My body sits up and he look up at me, his hand grabbing my arm. "Lexi, I just want you to know that I care a lot about you," he starts, and I swallow the lump forming in my throat.

I've heard this once in my life, and that was right before my first and only relationship ended.

"I, uh, I don't really know how to say this," he says, and I feel a tear fall down my cheek. I wipe it away quickly but he sits up, grabbing my cheek.

"Why are you crying?" he asks, concern covering his face. My emotions are overwhelming and I feel really small all of a sudden.

"I-I've had this happen before. Just...just say it," I cry, his eyebrows furrowing. "Just tell me it's over."

His lips part and my eyes close, his hand tugging me into him.

"No, no, Lexi," Judd says, his arm wrapping tightly around me.

My hand reaches into his hair and I hold onto it tightly, his arm lifting me onto his lap.

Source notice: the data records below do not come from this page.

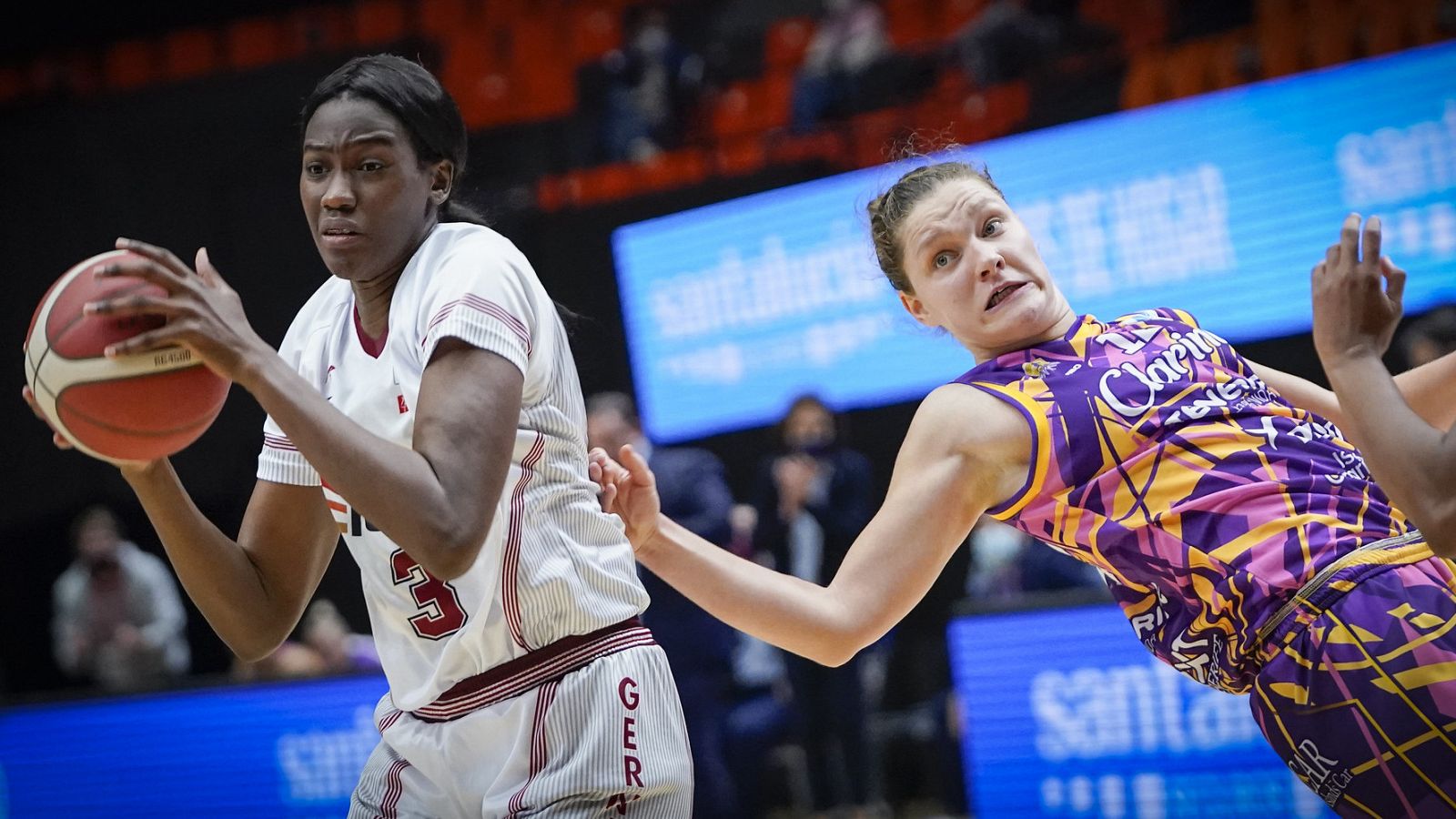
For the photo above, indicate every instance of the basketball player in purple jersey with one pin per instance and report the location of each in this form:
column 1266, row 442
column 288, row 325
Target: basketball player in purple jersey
column 1238, row 530
column 426, row 405
column 1354, row 321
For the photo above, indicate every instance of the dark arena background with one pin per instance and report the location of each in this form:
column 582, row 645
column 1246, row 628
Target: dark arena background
column 682, row 178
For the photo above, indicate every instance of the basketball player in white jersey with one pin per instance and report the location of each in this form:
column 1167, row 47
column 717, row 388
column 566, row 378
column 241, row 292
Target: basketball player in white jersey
column 426, row 404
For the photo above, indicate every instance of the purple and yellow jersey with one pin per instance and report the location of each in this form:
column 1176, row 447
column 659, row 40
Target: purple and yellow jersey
column 1205, row 499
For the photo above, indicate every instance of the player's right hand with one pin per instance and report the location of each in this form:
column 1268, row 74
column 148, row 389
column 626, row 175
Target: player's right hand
column 630, row 491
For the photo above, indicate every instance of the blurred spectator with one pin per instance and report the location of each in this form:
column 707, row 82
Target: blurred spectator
column 118, row 618
column 759, row 734
column 652, row 85
column 1429, row 337
column 695, row 493
column 341, row 651
column 324, row 646
column 917, row 734
column 849, row 36
column 814, row 497
column 290, row 661
column 1006, row 41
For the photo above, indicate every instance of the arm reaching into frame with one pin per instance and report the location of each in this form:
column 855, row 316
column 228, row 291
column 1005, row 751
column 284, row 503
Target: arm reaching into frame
column 1356, row 295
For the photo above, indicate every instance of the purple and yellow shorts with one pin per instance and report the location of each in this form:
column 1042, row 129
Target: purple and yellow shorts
column 1358, row 691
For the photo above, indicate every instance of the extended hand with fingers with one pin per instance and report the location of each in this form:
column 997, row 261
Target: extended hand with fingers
column 200, row 309
column 1356, row 295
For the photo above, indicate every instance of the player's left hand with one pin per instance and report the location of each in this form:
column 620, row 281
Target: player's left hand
column 201, row 310
column 628, row 490
column 1356, row 295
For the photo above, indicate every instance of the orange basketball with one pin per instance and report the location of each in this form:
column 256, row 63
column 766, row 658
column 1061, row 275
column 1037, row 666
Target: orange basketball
column 133, row 409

"I worded that like shit," he says, my eyes squeezing shut. Judd lifts my head and holds my head between his hands, my eyes opening slightly to look at him.

"Lexi, I love you," he whispers, my heart momentarily stopping. That wasn't what I was expecting, but I start crying for a completely different reason. I shouldn't have overreacted the way I did.

"Judd," I sigh, Judd holding my face tightly. His hands are so warm and I grab hold of his wrists, his eyes watching me with concern. I'm not sure if it's concern or worry that I might not feel the same, but my heart is so full that I feel like if I speak, I'll choke.

So I lean forward and press my lips to his, the taste of my tears mixing into our kiss.

"I love you a lot," I whisper between kisses, his hands moving to my body and tugging me closer. Judd holds me so close and I feel on top of the world knowing that the man I love, loves me back.